Nonfiction that is entertaining seeks to give the reader something of interest that is easy to absorb and understand. Nonfiction articles that fit into this category can range from very simple and direct writing to works that are complex and literary. Oftentimes, these pieces are found in hobbyist, home, and travel magazines as well as in Sunday newspaper magazines and editorials. For example, a magazine designed by an airline that contains articles about restaurants and activities that can be found at some of their destinations would fall into this category, as would an article on antique guns in a hobbyist magazine. A piece of creative nonfiction prose in the pages of a literary magazine can also be a member of this category.
Informative nonfiction articles also range from the most basic and transparently understandable to those that are far more complex, even specialized, and assume the reader comes to the text with some degree of understanding about the subject matter. A piece that looks at the differences between alligators and crocodiles in a magazine for children is one example, as is an article that explains DNA mapping. This category of nonfiction articles includes biography and autobiography; writing that takes an aspect of history, sociology, or the natural sciences as its subject; and writing that addresses a political position.

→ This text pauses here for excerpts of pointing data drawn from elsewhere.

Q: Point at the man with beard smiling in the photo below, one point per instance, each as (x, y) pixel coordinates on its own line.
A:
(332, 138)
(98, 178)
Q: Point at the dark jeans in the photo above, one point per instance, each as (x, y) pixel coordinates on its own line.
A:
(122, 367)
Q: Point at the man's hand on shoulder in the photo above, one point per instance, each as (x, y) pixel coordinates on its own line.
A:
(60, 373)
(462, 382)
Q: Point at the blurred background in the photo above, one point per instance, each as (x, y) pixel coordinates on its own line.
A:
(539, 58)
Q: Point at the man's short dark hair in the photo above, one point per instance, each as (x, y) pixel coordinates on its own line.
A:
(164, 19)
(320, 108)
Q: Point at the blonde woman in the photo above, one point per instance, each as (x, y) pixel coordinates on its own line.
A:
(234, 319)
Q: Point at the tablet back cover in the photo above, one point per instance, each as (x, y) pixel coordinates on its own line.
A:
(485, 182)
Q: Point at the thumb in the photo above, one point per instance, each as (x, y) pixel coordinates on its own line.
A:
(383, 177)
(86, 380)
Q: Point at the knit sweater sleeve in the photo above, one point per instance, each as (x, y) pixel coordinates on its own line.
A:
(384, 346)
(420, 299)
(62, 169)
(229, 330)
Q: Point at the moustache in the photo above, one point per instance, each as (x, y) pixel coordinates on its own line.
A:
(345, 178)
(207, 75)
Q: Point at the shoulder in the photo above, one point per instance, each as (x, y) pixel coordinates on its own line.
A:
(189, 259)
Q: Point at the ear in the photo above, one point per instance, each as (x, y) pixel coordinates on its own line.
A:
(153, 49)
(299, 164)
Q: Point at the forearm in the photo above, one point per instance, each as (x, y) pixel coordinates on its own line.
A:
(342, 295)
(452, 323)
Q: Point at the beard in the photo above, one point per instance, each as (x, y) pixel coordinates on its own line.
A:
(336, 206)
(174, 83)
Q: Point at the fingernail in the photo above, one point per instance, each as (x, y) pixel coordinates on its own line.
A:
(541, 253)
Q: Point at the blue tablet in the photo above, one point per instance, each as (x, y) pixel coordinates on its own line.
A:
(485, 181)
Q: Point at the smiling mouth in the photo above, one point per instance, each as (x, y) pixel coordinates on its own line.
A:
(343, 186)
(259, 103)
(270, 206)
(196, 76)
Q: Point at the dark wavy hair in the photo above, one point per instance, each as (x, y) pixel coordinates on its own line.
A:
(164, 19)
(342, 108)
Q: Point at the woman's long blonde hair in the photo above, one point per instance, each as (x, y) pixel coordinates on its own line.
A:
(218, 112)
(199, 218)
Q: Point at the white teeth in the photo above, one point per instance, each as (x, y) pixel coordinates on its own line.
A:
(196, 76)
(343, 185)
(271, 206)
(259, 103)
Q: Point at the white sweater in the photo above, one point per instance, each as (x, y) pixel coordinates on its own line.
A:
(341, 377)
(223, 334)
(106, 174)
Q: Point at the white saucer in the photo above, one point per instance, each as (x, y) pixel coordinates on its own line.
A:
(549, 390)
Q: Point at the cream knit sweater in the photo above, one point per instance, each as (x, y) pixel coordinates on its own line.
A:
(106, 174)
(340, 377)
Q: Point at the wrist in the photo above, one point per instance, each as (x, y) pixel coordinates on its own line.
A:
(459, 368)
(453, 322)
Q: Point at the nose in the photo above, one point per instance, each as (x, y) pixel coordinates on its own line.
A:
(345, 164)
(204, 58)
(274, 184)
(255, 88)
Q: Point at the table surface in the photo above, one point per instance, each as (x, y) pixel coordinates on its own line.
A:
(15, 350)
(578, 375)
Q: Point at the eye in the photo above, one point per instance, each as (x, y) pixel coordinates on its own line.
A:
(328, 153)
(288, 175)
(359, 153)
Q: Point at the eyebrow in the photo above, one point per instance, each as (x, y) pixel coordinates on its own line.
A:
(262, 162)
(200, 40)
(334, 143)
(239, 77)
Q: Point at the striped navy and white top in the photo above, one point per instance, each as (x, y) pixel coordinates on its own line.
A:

A persuasive nonfiction article offers readers a position on a topic that may be controversial and provides evidence in the form of statistics, quotes, and graphs. This category includes political speeches, editorials, and sermons. Even marketing pieces can be considered persuasive nonfiction as their purpose is to help a potential customer see the benefits of a particular product or service.
One example of a nonfiction article that offers instruction is a recipe. Recipes give the reader a list of ingredients along with the steps they must undertake to achieve a specific result. This type of writing is often found together with articles designed to entertain in popular culture magazines. A travel magazine, for instance, might feature an article about little-known sites outside of Athens, Greece, and pair it with another article about how to do Athens on a budget.